まず「ねこ」の「こ」の字は現在使われない変体仮名であり、語釈は漢字片仮名交じりの文語体である。「本書編纂ノ大意」に、本辞書は「普通語の辞書」であると謳われているが、普通語とは当時の感覚で言えば文語体の書き言葉の語彙であり、話し言葉でも口語体の文章でもない。この時代には、定まった仮名字体も未だ通行しておらず、また文語体と口語体の区別も定まっていなかったし、そもそも標準語という概念も固まっていなかった。大槻文彦以前には、辞書記述の際に拠るべき文法すらなかったのである。ここで、明治の国語改革の歴史についてふり返っておこう。

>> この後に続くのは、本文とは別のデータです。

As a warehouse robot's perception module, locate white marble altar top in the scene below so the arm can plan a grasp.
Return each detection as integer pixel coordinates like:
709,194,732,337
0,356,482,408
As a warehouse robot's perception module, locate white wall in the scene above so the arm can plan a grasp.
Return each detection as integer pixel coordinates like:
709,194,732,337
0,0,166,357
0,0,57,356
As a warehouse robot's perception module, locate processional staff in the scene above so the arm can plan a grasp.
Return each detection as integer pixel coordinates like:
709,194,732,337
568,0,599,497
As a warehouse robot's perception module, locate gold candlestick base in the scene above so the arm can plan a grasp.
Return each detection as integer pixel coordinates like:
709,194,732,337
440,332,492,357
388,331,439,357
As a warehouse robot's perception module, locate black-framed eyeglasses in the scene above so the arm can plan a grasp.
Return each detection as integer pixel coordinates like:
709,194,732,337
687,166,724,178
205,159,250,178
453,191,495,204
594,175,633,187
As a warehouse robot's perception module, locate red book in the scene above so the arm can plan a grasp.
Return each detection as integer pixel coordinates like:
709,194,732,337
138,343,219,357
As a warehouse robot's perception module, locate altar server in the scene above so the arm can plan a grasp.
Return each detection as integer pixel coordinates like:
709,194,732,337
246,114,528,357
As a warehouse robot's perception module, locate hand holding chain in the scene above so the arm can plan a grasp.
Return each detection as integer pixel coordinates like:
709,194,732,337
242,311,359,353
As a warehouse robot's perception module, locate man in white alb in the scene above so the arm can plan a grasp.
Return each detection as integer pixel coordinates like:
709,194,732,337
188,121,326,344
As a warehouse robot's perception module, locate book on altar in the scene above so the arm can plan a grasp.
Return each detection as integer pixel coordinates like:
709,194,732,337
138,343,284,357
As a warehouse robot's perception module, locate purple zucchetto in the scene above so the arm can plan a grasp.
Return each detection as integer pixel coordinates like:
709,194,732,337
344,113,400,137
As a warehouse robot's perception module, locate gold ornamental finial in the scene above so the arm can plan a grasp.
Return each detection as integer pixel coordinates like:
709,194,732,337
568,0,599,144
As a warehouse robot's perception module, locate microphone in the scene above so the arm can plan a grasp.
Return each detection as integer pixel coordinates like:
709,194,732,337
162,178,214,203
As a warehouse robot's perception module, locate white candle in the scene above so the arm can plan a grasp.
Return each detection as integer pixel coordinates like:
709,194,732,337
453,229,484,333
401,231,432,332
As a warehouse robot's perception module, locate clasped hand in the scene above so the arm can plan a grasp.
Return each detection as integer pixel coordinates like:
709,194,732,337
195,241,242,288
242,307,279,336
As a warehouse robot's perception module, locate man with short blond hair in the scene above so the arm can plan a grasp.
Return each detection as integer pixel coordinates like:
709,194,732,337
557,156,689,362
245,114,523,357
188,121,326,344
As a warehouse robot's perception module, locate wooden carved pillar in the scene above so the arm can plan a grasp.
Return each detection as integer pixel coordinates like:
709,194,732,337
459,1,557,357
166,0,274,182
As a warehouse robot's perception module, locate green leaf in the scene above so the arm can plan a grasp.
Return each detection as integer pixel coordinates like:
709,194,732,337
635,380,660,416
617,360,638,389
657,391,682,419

明治より前は、「国語」と言えば大概は「くにことば」であり、これは藩ごとの方言を指した。日本全土で共通する話し言葉は存在せず、士農工商の身分ごとに、また地域ごとに大きく異なる言葉が話されていた。また書き言葉としては、候体、純粋漢文体、漢文訓読体、雅文体等が用途ごとに使い分けられており、日常の文章は基本的に行書で記され、今日に言う変体仮名(「あ」なら「あ」の仮名に複数の字母が存在する)が普通に使われていた。明治を迎えて、日本が近代的な「国民国家」になろうとしたとき、欧米諸国の状況に鑑みて、この言語状況の標準化の急務であることが政府や知識人(主として、大槻文彦のような旧武士階級の士族層)に認識されたのである。なぜならば、国語の標準化は行政・司法、産業、軍備、そしてこれらを支える教育の根幹をなす点で、近代化の言わば「米」であり「燃料」であったからである。

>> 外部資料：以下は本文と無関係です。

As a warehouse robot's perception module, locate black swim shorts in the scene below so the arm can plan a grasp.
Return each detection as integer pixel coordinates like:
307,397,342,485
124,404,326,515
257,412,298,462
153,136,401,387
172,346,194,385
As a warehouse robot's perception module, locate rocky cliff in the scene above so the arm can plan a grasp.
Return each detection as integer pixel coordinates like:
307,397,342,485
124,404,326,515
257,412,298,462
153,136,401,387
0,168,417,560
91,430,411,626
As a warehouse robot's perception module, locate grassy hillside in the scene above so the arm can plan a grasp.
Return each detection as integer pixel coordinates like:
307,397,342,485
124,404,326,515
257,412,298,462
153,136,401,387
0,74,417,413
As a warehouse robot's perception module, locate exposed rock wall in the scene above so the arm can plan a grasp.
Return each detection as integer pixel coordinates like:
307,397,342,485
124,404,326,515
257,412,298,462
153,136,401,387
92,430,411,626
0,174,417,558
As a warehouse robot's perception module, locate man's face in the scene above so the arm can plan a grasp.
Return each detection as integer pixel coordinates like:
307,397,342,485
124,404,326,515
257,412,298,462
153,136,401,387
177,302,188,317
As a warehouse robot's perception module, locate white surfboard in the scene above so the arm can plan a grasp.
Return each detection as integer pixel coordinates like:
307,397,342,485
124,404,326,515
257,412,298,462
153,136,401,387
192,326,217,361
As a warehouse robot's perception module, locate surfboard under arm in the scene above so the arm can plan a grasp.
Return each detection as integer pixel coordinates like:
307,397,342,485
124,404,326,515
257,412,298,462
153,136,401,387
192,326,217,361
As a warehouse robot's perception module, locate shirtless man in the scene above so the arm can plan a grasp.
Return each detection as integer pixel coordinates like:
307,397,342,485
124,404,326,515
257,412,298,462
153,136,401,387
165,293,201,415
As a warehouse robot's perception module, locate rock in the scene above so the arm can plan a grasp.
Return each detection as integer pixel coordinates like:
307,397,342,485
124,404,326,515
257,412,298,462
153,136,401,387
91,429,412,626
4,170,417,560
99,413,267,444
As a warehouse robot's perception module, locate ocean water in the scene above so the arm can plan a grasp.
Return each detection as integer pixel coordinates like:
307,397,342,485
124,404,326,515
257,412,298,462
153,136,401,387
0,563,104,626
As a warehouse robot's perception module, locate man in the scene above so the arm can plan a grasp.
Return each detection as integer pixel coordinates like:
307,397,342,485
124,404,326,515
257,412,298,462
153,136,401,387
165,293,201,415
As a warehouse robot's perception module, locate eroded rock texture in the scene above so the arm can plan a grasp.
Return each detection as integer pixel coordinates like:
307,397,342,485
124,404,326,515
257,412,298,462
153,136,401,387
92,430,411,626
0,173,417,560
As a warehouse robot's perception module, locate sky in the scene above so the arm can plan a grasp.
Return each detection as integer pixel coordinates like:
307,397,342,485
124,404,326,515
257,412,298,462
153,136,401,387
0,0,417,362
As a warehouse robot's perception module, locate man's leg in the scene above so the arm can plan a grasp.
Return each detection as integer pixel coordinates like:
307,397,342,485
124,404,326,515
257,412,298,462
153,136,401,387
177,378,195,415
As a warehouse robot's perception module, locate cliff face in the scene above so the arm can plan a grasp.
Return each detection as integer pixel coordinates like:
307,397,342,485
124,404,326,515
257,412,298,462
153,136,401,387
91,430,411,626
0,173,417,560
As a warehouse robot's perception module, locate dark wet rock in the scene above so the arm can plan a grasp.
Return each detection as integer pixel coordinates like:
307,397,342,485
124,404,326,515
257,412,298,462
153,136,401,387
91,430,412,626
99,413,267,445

近代国家としてあり得べき国語を構築するための諸問題、すなわち「国語問題」は、概ね次のような諸相に分けて考えられる。すなわち「文字・表記の改革」、「文法と文体(文語文)の整備」、「言文一致」、「(話し言葉としての)標準語の確立」である。「文字・表記の改革」には、仮名字体・漢字字体の標準化、仮名遣い、教育や公文書等における漢字制限、句読法の確立等が含まれる。仮名字体について言えば、明治33(1900)年に改正された小学校令で今日通行の字体が定められた。行書・草書ではなく楷書を用い、仮名も連綿体ではなく分かち書きすることを標準とするようになったのは、活版印刷が広く行われるようになったことの反映でもある。「言文一致」について言えば、明治初年からその必要性が叫ばれていたが、実際の文体が固まるのはずっと後のことで、初の言文一致体の小説「浮雲」(二葉亭四迷)が刊行されたのは明治20(1887)年であり、ようやく言文一致体が広まりだしたのは明治30年代のことと言われる(「標準語」問題については、新潮文庫の井上ひさし『新版 國語元年』およびその解説がよい手引きとなる)。

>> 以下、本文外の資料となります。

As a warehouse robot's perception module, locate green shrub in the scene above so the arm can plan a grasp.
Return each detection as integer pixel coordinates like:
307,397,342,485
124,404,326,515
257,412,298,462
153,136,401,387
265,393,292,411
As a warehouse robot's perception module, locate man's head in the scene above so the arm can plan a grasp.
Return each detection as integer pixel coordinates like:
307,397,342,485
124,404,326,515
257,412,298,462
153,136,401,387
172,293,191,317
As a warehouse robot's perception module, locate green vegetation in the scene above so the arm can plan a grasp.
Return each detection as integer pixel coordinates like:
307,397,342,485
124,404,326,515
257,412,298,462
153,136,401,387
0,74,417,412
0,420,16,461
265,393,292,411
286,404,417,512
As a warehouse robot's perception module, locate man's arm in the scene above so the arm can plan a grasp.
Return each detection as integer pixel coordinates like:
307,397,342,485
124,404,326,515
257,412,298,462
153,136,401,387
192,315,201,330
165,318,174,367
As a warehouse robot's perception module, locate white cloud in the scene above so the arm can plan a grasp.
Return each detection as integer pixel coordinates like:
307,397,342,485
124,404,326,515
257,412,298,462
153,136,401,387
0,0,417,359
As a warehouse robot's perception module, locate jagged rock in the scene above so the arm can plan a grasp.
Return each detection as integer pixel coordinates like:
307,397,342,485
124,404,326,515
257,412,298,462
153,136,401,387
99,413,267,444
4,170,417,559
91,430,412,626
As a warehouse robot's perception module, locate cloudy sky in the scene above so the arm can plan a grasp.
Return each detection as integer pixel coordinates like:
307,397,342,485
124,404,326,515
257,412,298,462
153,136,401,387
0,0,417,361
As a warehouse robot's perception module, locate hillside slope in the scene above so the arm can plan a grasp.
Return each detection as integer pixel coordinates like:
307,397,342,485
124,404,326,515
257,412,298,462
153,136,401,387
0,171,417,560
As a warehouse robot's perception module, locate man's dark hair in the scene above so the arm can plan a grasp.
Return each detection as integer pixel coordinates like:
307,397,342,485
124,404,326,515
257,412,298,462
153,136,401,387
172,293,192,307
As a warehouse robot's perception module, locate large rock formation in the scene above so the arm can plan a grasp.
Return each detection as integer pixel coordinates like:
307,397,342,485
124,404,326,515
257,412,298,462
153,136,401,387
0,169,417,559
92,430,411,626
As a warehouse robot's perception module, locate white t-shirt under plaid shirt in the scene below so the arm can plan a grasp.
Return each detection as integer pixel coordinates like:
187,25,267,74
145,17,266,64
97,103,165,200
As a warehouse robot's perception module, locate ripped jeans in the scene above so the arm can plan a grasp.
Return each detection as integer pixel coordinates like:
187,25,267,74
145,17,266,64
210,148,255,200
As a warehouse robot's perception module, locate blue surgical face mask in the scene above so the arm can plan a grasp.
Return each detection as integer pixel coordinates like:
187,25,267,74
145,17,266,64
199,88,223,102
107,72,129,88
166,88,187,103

『言海』が果たした国語問題への貢献は、「文法と文体の整備」という点に求められるであろう。「普通語の辞書」であるということは、ここに所載の語彙を用いて書かれる文章が当時における、行政、報道、教育、学術等の実用に用いられる標準的な文章(後に「普通文」と呼ばれる)であることを示すのであり、また語彙を分類する上での文法と辞書がセットで提供された点はさらに重要である。『言海』の「本書編纂ノ大意」に精しいが、当時利用可能な文法書といえば、江戸時代の国学者が作った、主に歌作や古典読解のための部分的な研究書か、アストンやチェンバレンといった外国人の編纂になる英文の文法書があるくらいで、日本語で書かれた本格的で網羅的な文法書は存在しなかったのである。大槻文彦は、西洋式の文典の骨組みに、日本語独特の動詞活用論や、西洋語にはない「てにをは」の理論を国学流の研究から巧みに組み入れて、実用的な文法体系を作り上げた。これは『言海』に「語法指南」として取り込まれているが、後に独立した『広日本文典』および『同 別記』として刊行される(明治30〔1897〕年)。日本語文法の本格的な研究はその後、山田孝雄、松下大三郎、橋本進吉、時枝誠記といった大家によって精密化されていくが、「語法指南」および『広日本文典』はそれらの研究の基盤をなしている。
以上に見てきたように、大槻文彦という個人が驚くべき集中力と完成度を持って『言海』や『広日本文典』(「語法指南」)を作り上げることが出来たのは、洋学の家に生まれて西洋の文物や学問をいち早く理解し、あるべき日本と日本語の近代化の方向性を鋭く見通し、それに形を与えることができる資質を受け継いだということに他ならない。「大槻一族というパターナリズムと、奥羽というリージョナリズムと、日本というナショナリズムが、洋学という西欧合理主義に補強されながら、ひとつになっていた。」(本書172頁)とはまさに高田宏氏の慧眼である。